Scout inched closer to her. “What happened there?” She pointed at the scabbed-over cut.
“When Nealon...had me iced over...” Francine grabbed a stick off the ground and wrapped the shirt sleeve around it, “...I filled the control console behind me with enough voltage to explode. Caught a few pieces.” She leaned forward, and Scout saw holes in the back of her T-shirt with more scabbing. “Didn't hurt too bad, fortunately.”
“Need me to do anything for you?” Scout asked, leaning over.
Francine looked up at her. “Not right now. Maybe later.” She looked sideways at Isaac. “We should...at some point we should talk about...” She seemed to lose her nerve. “Never mind.”
Scout just frowned. “Okay. Well, you rest.” She patted Francine delicately on the shoulder.
“That goes for you, too,” Isaac said. He was seated cross-legged on the floor of the wooded area, like a modern man thrust back through time or something. He did not look up from his phone, though. “Also, we should wear masks from now on. We've been playing Russian roulette with surveillance cameras.” Now he looked up. “This'll slow them in tracking us.”
“Are they going to be able to figure out anything from AJ's body?”
Scout asked.
“Fingerprints, maybe,” Isaac said, looking back at his phone. “None of us are in his 'known associates' file – assuming he's been arrested.”
No, AJ said. I've never even been arrested. You haven't done time, have you, Scout?
“No,” she whispered, hoping Isaac wouldn't hear her. If he did, he ignored it.
“Get some sleep,” Isaac said, glancing up. “I'll find us targets and take care of Francine.”
“I'll take care of myself,” Francine mumbled.
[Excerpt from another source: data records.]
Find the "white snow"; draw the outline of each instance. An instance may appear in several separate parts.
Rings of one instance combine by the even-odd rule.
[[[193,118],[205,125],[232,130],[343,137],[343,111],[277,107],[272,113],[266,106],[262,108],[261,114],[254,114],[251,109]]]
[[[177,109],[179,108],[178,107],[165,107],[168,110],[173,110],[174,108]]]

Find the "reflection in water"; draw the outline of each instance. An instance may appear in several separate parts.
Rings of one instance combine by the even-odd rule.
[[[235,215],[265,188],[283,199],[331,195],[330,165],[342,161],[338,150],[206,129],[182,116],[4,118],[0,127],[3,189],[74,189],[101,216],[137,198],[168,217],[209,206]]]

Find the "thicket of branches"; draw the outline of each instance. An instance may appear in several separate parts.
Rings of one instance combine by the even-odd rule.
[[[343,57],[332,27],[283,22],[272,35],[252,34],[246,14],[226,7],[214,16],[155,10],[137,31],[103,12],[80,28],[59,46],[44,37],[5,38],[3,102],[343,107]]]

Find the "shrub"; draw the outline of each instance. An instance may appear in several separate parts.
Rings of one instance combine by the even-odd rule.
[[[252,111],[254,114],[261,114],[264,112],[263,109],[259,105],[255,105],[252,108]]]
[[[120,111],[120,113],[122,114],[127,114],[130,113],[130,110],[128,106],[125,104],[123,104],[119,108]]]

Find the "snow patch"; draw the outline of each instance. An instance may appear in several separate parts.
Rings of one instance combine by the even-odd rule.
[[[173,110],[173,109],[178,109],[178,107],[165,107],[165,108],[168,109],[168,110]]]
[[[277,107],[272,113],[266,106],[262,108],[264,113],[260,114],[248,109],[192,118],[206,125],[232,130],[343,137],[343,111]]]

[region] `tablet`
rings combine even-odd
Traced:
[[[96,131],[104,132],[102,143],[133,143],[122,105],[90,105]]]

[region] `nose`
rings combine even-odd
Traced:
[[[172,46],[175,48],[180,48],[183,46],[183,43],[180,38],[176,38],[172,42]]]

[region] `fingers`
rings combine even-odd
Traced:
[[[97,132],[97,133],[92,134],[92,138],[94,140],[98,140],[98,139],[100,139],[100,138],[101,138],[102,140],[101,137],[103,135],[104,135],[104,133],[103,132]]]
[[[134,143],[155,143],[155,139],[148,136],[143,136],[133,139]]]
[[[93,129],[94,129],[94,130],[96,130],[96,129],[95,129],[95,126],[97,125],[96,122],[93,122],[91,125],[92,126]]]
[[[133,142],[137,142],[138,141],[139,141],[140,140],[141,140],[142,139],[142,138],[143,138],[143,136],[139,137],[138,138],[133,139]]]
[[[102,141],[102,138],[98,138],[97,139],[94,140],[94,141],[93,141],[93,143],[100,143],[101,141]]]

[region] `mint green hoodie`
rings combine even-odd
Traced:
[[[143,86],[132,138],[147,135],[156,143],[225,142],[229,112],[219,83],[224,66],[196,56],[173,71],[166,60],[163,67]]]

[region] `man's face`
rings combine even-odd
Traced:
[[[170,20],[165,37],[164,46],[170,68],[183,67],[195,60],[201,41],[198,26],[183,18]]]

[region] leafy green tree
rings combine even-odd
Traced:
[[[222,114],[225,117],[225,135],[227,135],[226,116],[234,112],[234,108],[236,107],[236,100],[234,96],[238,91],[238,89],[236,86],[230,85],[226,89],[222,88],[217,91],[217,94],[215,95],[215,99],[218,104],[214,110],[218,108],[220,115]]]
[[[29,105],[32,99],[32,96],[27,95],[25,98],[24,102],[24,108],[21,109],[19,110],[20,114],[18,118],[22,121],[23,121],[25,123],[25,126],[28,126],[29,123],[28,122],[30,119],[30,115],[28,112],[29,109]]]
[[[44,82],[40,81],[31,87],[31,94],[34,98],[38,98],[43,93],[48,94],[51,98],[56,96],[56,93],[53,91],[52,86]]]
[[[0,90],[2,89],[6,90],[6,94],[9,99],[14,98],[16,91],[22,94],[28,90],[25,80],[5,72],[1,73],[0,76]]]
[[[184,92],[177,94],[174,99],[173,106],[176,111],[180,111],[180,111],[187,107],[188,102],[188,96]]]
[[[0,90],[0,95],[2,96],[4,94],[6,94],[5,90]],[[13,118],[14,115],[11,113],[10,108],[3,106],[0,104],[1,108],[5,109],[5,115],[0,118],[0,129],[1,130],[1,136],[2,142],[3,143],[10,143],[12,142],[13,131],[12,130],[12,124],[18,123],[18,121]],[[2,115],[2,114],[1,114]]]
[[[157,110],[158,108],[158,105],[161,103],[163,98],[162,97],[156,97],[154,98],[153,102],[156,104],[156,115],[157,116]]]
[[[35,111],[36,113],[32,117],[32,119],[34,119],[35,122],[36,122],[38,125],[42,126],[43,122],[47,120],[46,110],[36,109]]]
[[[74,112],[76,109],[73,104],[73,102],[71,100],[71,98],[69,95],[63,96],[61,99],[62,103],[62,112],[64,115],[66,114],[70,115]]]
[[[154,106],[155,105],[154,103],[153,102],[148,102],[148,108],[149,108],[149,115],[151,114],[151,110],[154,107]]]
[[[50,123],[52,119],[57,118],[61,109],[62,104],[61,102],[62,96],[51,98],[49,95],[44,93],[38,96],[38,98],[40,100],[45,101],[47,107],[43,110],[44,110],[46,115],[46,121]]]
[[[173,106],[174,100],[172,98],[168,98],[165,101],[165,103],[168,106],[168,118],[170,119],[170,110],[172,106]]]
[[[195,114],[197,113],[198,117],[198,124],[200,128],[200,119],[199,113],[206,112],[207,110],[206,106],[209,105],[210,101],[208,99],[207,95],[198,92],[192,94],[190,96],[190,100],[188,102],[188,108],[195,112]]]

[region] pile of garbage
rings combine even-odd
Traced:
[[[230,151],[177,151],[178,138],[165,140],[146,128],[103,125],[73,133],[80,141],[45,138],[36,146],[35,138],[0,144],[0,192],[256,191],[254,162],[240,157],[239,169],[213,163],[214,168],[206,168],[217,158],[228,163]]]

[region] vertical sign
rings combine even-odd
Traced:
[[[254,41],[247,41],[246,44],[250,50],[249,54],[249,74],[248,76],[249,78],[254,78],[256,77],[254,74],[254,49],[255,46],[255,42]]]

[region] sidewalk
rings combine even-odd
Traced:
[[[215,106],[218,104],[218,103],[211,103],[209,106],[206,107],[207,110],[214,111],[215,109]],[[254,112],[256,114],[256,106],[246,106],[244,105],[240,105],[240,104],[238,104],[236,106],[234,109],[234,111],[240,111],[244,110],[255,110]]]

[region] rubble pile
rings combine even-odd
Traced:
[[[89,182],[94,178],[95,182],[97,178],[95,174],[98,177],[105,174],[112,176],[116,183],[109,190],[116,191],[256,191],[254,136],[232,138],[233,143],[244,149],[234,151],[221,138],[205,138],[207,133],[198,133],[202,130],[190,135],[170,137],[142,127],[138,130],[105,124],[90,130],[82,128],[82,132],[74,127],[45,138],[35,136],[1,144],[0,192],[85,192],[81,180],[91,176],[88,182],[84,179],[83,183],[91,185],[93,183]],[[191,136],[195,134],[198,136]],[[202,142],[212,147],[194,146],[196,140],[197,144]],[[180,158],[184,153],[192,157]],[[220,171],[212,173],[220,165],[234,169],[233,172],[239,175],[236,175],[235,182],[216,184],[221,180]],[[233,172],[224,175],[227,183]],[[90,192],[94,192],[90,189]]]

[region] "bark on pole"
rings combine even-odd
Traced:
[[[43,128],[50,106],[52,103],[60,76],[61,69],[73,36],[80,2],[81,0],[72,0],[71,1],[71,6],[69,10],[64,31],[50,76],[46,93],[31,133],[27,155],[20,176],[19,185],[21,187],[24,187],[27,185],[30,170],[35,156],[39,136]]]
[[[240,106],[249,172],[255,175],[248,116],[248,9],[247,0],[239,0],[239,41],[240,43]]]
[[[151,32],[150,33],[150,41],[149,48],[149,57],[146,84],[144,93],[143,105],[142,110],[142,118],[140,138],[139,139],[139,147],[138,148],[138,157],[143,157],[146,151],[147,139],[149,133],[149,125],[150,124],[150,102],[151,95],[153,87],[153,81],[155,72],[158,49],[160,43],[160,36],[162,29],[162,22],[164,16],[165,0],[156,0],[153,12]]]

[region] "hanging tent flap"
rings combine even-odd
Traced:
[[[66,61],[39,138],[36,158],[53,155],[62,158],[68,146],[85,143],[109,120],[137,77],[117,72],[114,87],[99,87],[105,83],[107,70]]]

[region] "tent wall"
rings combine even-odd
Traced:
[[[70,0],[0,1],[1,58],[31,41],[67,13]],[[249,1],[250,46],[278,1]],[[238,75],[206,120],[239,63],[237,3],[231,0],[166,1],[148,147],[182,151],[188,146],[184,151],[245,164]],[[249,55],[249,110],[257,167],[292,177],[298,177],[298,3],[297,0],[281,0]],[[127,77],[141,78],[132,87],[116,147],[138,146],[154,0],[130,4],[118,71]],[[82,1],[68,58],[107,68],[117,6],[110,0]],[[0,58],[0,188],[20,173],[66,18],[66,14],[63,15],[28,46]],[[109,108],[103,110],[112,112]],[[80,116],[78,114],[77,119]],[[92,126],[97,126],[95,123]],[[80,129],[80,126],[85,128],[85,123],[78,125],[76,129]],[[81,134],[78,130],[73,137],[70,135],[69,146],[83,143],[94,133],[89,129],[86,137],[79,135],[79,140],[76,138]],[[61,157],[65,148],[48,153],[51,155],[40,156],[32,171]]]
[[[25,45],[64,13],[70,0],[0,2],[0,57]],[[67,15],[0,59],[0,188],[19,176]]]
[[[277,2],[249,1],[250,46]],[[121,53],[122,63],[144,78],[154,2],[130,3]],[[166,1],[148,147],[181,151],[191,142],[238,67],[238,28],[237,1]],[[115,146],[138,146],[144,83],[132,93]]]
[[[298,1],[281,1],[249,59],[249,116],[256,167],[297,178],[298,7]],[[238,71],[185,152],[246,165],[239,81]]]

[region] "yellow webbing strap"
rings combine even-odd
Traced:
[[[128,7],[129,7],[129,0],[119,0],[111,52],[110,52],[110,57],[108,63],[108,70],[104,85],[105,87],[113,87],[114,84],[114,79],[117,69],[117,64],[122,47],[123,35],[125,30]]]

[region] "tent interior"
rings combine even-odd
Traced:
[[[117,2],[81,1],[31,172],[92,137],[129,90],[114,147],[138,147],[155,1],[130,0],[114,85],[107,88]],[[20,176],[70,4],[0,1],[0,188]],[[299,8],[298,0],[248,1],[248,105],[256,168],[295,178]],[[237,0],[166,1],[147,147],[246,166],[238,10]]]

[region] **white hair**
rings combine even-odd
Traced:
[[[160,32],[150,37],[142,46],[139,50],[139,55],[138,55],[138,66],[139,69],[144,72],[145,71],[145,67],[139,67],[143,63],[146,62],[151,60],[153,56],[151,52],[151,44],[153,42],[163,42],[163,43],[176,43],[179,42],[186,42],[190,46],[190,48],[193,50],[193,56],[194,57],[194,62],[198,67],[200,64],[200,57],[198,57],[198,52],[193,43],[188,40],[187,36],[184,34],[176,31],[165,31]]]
Scout looked over at her; she'd wrapped that stick in her t-shirt sleeve and now it was in her mouth like a bit, her teeth wrapped around it. “Get some rest.”
“Okay,” Scout said, and wandered away. The forest floor was dark already from the clouds overhead. She didn't want to get too far from the others, but...
Go there, AJ said. See? Where those low hanging branches are?
Scout meandered that way. Fresh greenery filled her nose, and she sat down beneath the low branches, back against a rough tree trunk. She could feel the ridges through her hair, and through her shirt. Adjusting herself a few times, she wondered if she'd ever get comfortable.
“I don't think I can sleep like this, AJ,” she whispered.
You'll get there, babes. You're tired enough. Just chill. Close your eyes. It'll happen.
“I don't know,” she said, but she did close her eyes, and soon enough, she was out.
CHAPTER SEVENTY-THREE
Sienna
“I am, as the Brits would say, 'bloody knackered,'” I said as we rolled along in the back of a Texas DPS SUV. They were putting us up in a local hotel right next to the hospital where Scott and Reed were staying. They had local cops on duty watching our people, and they were going to station a couple officers with us, too, outside our rooms in case our bad guys decided to make things personal.
“Hey, I took a picture of you before everything went crazy,” Jamal said, waving his hand at me – and my hair. “Augustus told me about your social media plans. Want me to send it to you?”